Era el sexenio de Felipe Calderón. Circulaba el runrún de que el Presidente abusaba de la bebida. No había ningún indicio al respecto. Por internet se difundían videos de discursos del Presidente con textos en los que se avisaba al espectador que algo raro se le notaba: la mirada turbia, la palabra balbuceante, el discurso inconexo. Sin embargo, nada de lo que se veía en la grabación correspondía al aviso: el Presidente se expresaba con la propiedad y la fluidez de siempre.

            La mismísima Carmen Aristegui, tan admirada por muchos, retó en su noticiario al Presidente a que demostrara que no era alcohólico. La insolencia no mermó el prestigio de la periodista entre sus seguidores. Por el contrario, su desafío fue interpretado en esos círculos como una muestra inequívoca de su valentía.
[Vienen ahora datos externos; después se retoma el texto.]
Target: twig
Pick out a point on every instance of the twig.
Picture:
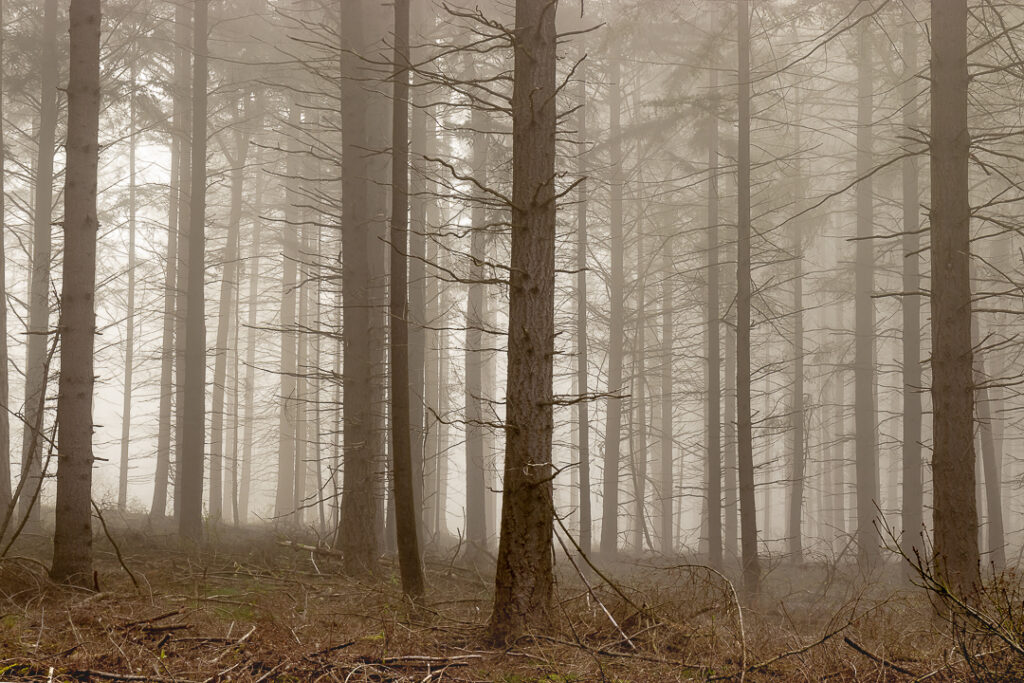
(117, 551)
(875, 657)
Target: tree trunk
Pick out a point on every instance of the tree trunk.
(748, 508)
(612, 424)
(863, 365)
(285, 503)
(401, 458)
(227, 306)
(39, 285)
(714, 369)
(524, 577)
(583, 377)
(130, 317)
(952, 385)
(73, 530)
(194, 413)
(476, 525)
(357, 535)
(5, 492)
(911, 515)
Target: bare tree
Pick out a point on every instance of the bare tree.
(524, 578)
(73, 530)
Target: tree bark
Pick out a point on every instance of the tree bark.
(194, 413)
(39, 285)
(863, 365)
(612, 423)
(911, 515)
(524, 577)
(952, 385)
(73, 530)
(748, 506)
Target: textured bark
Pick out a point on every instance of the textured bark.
(952, 386)
(194, 413)
(130, 317)
(583, 359)
(39, 285)
(5, 492)
(228, 287)
(358, 534)
(748, 506)
(524, 578)
(285, 503)
(612, 423)
(863, 364)
(401, 457)
(73, 530)
(911, 515)
(714, 368)
(476, 523)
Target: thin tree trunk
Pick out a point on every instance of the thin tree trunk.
(668, 435)
(5, 492)
(524, 577)
(73, 530)
(612, 423)
(401, 457)
(358, 536)
(911, 514)
(39, 286)
(285, 503)
(583, 359)
(864, 406)
(748, 508)
(714, 404)
(952, 385)
(476, 525)
(130, 317)
(194, 413)
(227, 305)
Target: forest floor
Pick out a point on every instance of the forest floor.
(253, 605)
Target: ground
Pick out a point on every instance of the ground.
(265, 605)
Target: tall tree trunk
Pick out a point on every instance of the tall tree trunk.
(357, 535)
(476, 525)
(39, 285)
(955, 513)
(130, 317)
(668, 342)
(748, 506)
(612, 423)
(524, 578)
(225, 319)
(583, 377)
(194, 413)
(798, 454)
(285, 503)
(5, 492)
(401, 457)
(911, 514)
(249, 422)
(73, 530)
(863, 365)
(714, 368)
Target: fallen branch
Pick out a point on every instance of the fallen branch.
(875, 657)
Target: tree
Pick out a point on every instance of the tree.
(39, 287)
(73, 530)
(193, 414)
(524, 578)
(401, 457)
(863, 364)
(748, 509)
(955, 514)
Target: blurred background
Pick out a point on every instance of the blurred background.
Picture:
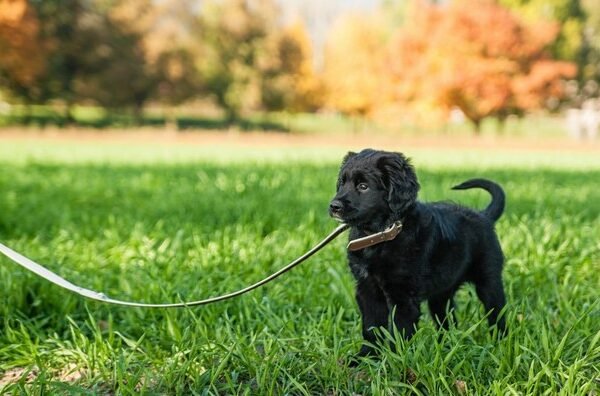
(504, 67)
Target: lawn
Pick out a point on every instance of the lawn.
(158, 224)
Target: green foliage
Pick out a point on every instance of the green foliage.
(183, 230)
(570, 16)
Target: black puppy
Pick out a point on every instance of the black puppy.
(439, 247)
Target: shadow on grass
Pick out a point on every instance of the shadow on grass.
(49, 118)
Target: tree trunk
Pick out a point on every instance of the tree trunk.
(138, 114)
(68, 116)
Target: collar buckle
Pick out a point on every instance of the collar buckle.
(388, 234)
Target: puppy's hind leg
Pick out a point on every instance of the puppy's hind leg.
(374, 311)
(441, 306)
(491, 293)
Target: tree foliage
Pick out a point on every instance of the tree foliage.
(22, 51)
(478, 57)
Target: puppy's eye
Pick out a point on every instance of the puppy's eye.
(362, 187)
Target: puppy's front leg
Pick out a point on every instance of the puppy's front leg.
(374, 310)
(406, 315)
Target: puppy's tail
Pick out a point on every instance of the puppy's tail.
(496, 207)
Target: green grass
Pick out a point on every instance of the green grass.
(191, 225)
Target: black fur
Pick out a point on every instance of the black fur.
(440, 247)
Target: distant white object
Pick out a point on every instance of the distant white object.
(584, 123)
(457, 116)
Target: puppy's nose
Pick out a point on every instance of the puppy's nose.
(336, 206)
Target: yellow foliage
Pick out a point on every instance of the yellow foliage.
(354, 65)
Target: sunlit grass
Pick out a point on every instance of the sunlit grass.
(191, 224)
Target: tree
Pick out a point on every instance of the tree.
(354, 65)
(233, 36)
(569, 15)
(478, 57)
(288, 77)
(22, 51)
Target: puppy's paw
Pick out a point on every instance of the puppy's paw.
(365, 352)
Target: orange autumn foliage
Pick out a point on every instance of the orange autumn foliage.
(21, 52)
(476, 56)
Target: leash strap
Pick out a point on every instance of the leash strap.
(43, 272)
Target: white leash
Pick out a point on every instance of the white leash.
(43, 272)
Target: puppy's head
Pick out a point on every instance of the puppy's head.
(373, 188)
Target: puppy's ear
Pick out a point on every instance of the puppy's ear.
(344, 161)
(347, 157)
(400, 179)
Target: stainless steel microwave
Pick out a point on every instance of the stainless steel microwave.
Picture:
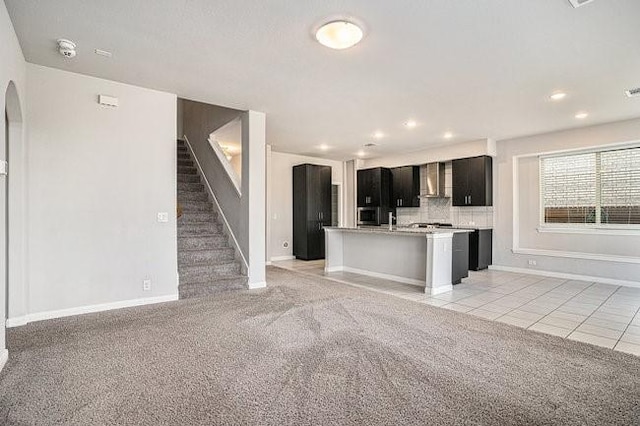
(369, 216)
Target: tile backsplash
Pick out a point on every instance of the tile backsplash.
(441, 210)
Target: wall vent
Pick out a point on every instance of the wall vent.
(632, 93)
(578, 3)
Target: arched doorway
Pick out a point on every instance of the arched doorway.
(12, 136)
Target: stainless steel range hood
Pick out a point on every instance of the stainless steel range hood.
(435, 180)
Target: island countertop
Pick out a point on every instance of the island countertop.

            Así opera el rumor: no hace falta precisar la fuente, los elementos de convicción que le dan credibilidad, la consistencia de la versión, la verosimilitud del relato. Su fuerza persuasiva está en la mera reiteración: si el río suena —dice la voz popular— es porque agua lleva; la vox populi es la voz de Dios. ¿Usted cómo lo sabe? ¡Pero si todo el mundo lo sabe!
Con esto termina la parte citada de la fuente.